Thursday, June 12, 2014

Anyone get the feeling Colombia is like Guatemala?

In 1995, the Guatemalan government was engaged in talks with the URNG in order to end the country's three-decade-plus civil war. Today, the Colombian government is working to end the five decade conflict with the Revolutionary Armed Forces of Colombia. Both conflicts saw the deaths of over 200,000 citizens killed.

The 1995 elections were a pre-referendum on the negotiated settlement/surrender that would come the next year. While all Guatemalan political parties committed themselves to continuing to pursue peace with the URNG, it was obvious that the path to peace would be much more difficult should the FRG's Alfonso Portillo emerge victorious. Instead, the pro-peace PAN and Alvaro Arzu emerged with a 51 to 49 percent victory and the peace process continued.

One of the reasons why we believe the Guatemalan and Colombia wars lasted so long is that, unlike the Salvadoran conflict, the elites in both countries were against them (See Rettberg 2007). While the Colombia elite is by no means fully behind the peace process, there is greater support from them than there has been in the past. Elements of the military are split as well. There were important relationships between the Guatemalan guerrillas and the country's military at the individual level that I'm not sure exists in Colombia which could prove problematic if/when snags develop.

Unlike the last serious effort at peace in Colombia, the US is behind these negotiations as well. The US and the international community were fully supportive of the peace process in Guatemala, perhaps more than Guatemalans.

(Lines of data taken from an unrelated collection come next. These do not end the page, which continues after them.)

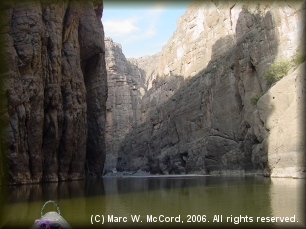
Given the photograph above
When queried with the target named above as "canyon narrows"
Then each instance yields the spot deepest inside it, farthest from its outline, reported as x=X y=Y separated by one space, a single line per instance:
x=202 y=105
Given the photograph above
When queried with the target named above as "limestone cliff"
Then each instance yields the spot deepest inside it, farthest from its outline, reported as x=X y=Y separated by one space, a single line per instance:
x=55 y=87
x=199 y=114
x=125 y=88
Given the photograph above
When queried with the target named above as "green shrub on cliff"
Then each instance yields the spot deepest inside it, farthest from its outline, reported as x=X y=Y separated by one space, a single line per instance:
x=299 y=58
x=276 y=71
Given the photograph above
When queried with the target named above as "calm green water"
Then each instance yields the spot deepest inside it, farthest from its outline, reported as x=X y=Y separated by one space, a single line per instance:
x=193 y=199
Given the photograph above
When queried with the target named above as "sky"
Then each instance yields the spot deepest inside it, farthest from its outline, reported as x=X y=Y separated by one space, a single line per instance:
x=142 y=28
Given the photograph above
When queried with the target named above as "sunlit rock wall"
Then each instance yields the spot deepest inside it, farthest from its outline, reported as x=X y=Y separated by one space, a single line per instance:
x=198 y=114
x=125 y=88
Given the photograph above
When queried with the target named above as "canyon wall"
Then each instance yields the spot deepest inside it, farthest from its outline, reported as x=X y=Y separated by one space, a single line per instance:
x=198 y=114
x=125 y=88
x=55 y=90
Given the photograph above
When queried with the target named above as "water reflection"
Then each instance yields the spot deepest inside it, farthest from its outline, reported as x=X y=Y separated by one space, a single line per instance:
x=210 y=196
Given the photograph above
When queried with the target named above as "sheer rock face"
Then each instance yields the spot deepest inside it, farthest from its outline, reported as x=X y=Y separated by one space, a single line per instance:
x=56 y=89
x=125 y=89
x=197 y=114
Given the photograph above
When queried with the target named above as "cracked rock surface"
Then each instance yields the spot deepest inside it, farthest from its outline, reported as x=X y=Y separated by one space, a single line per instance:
x=55 y=82
x=197 y=115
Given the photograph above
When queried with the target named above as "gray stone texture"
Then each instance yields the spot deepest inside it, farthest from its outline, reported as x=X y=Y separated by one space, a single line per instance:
x=197 y=115
x=55 y=81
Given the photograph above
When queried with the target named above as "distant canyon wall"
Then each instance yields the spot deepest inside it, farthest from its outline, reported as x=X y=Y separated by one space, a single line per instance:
x=56 y=89
x=198 y=114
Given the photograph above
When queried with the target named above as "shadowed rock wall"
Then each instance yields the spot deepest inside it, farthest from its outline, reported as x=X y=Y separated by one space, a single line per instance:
x=55 y=82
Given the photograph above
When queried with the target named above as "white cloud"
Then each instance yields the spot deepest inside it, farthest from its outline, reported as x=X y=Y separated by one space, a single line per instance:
x=115 y=28
x=149 y=20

The accords were celebrated in Guatemala one year after the 1995 elections. At that point, the URNG turned its attention towards transforming itself into a political party. It was an overwhelming challenge made more difficult by the fact that it had to simultaneously lobby for society to go out and vote in support of constitutional reforms in 1998. Like Guatemala and unlike El Salvador, Colombians will have to approve several aspects of the peace agreement through the ballot box. In Guatemala, the accords failed as the country's elites demagogued the issued and convinced people that their passage would forever divide the country along ethnic lines. In Colombia, it is possible that the pro-peace Santos wins, the accords are signed, and then the people vote against them - just like in Guatemala!

In Guatemala, the weakened guerrillas never seriously considered rearming because of the failed to approve the constitutional reforms or to implement other aspects of the peace accords. I don't know if that would be the case in Colombia where the guerrillas are much stronger than their Guatemalan counterparts.

Finally, with the arrival of victims of the armed conflict at the table in the Colombian negotiations, the situation reminds me to a certain extent with the Guatemalan case where civil society was involved through the Assembly of Civil Society (ASC). The ASC was much more supportive of the Guatemalan guerrillas but the involvement of more than just the rebels, government, military, elite, and international community a la El Salvador is notable.

I lean towards supporting a faulty peace than continued war (I'm a softy at heart). However, I asked someone recently if it was better that Santos lose the election this weekend rather than have him win and then have the peace defeated at the ballot box. Both scenarios are dangerous. While the election is what everyone should be focusing on at this moment, they cannot ignore the groundwork that is going to be needed to convince the Colombian people to go along with the peace, to transform the FARC into a nonviolent political actor, and to help Colombia take one more step towards being the region's most interesting country.